高倉監督は、JFAナショナルトレセンコーチを経て、U-16/U-17日本女子代表監督、U-18/U-19/U-20日本女子代表監督と、育成年代で長く指導を行ってきました。それだけに、若い選手の成長に大きな期待を寄せています。しかし、U-16日本女子代表監督就任時には「この年代が東京オリンピックでちょうどいい年齢なのは確か。だけど、現時点で分かっているのはそのことだけ。実際にいい状況でオリンピックを迎えられるかは本人次第」と話している通り、厳しい目も持ち合わせます。
その一方で高倉監督は、国内外で活躍する選手には、必ずなでしこジャパンへの道を開いてきました。それは、プレナスなでしこリーグ2部チームに所属する選手を、なでしこジャパンに招集したことからも分かる通り、「日本代表はその時に一番良いパフォーマンスをしている選手が基準。年齢で区切ることはしたくない」という強い信念を持っているからです。
もちろん、今回のMS&ADカップ2017のために招集されるなでしこジャパンのメンバーも、その例外ではありません。これまでなでしこジャパンに貢献してきた選手と、なでしこジャパンに新たに加わった選手とが融合して、新しいチーム作りをする過程の中に、今回のMS&ADカップ2017はあります。

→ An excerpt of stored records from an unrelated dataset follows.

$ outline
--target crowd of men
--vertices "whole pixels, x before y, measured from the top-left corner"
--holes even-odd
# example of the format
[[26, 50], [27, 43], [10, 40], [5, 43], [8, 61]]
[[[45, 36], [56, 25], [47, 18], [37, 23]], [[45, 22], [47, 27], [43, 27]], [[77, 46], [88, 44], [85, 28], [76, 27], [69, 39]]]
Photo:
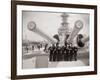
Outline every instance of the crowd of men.
[[53, 44], [48, 50], [50, 53], [50, 61], [77, 61], [78, 48], [72, 46], [72, 44], [66, 44], [62, 47], [59, 44]]

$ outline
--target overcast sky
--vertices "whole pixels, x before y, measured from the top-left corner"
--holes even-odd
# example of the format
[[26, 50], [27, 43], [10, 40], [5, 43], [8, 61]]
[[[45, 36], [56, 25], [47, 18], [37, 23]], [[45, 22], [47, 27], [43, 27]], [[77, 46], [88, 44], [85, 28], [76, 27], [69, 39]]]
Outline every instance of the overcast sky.
[[[36, 27], [42, 30], [44, 33], [52, 37], [54, 34], [58, 34], [58, 28], [61, 27], [62, 13], [56, 12], [34, 12], [34, 11], [23, 11], [22, 12], [22, 21], [23, 21], [23, 39], [27, 38], [31, 41], [43, 41], [44, 39], [30, 31], [27, 28], [27, 24], [30, 21], [36, 23]], [[68, 27], [73, 29], [74, 23], [77, 20], [83, 21], [83, 28], [79, 33], [89, 35], [89, 14], [78, 14], [78, 13], [67, 13], [68, 17]]]

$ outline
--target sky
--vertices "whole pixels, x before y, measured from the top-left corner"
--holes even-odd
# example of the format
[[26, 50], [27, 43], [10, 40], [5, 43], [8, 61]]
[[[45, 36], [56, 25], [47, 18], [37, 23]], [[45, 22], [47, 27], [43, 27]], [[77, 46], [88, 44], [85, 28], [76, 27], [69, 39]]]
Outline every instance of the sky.
[[[83, 22], [83, 28], [79, 33], [82, 33], [86, 36], [89, 35], [89, 14], [80, 14], [80, 13], [66, 13], [69, 15], [67, 22], [68, 27], [72, 31], [74, 23], [77, 20]], [[22, 30], [23, 30], [23, 39], [30, 41], [44, 41], [45, 39], [39, 36], [38, 34], [30, 31], [27, 28], [27, 24], [30, 21], [36, 23], [36, 27], [39, 28], [42, 32], [53, 37], [55, 34], [58, 34], [58, 28], [62, 25], [62, 13], [57, 12], [35, 12], [35, 11], [22, 11]]]

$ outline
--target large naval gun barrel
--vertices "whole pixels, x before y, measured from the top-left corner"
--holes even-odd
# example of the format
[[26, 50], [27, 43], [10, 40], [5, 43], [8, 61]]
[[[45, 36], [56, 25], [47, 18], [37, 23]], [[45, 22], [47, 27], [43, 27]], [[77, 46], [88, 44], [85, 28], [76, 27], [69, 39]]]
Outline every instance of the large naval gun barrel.
[[36, 27], [36, 23], [34, 21], [30, 21], [27, 25], [28, 29], [30, 31], [33, 31], [34, 33], [42, 36], [43, 38], [45, 38], [47, 41], [49, 41], [50, 43], [54, 44], [56, 41], [49, 37], [48, 35], [46, 35], [43, 31], [41, 31], [39, 28]]
[[73, 31], [69, 35], [67, 42], [70, 43], [75, 38], [75, 36], [78, 34], [78, 32], [83, 28], [83, 22], [81, 20], [77, 20], [75, 22]]

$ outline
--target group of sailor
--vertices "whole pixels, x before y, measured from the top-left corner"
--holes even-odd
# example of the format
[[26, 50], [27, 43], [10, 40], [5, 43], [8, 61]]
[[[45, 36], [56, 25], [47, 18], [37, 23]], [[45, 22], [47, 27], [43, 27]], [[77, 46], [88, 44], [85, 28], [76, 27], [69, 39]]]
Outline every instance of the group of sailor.
[[65, 46], [52, 44], [48, 51], [50, 53], [49, 61], [77, 61], [78, 48], [71, 44], [65, 44]]

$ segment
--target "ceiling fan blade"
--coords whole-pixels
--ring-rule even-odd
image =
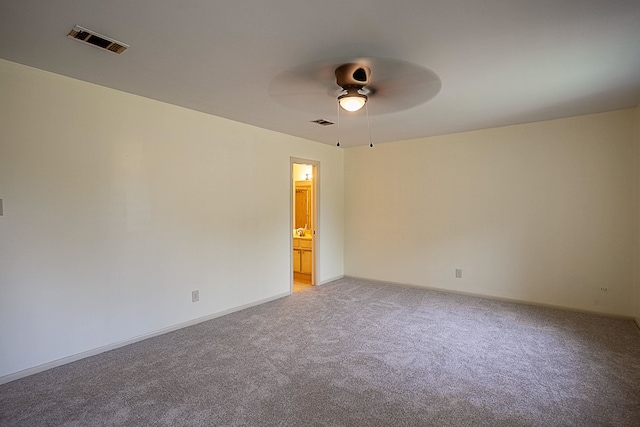
[[[269,95],[278,103],[299,111],[335,111],[342,89],[335,70],[346,63],[371,69],[371,82],[364,87],[370,115],[406,110],[429,101],[442,83],[433,71],[421,65],[390,58],[351,57],[314,61],[286,70],[269,85]]]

なでしこジャパンにとっては、12月に行われるEAFF E-1 サッカー選手権 2017 決勝大会(開催地千葉)や、来年開催されるAFC女子アジアカップ2018(開催地ヨルダン)に向けた、非常に重要な真剣勝負の場となります。MS&ADカップ2017のために来日するスイス女子代表は、ヨーロッパの中で最も伸び盛りなチームのひとつ。対戦する両チームにとって、今回の一戦は貴重な経験となるはずです。
なでしこジャパンが、再び世界をリードするために。
開催地の長野市をはじめとした日本中のサッカーファミリーから熱い声援を受け、なでしこジャパンはMS&ADカップ2017で、勝利にこだわって最後まで全力で戦う姿をお見せします。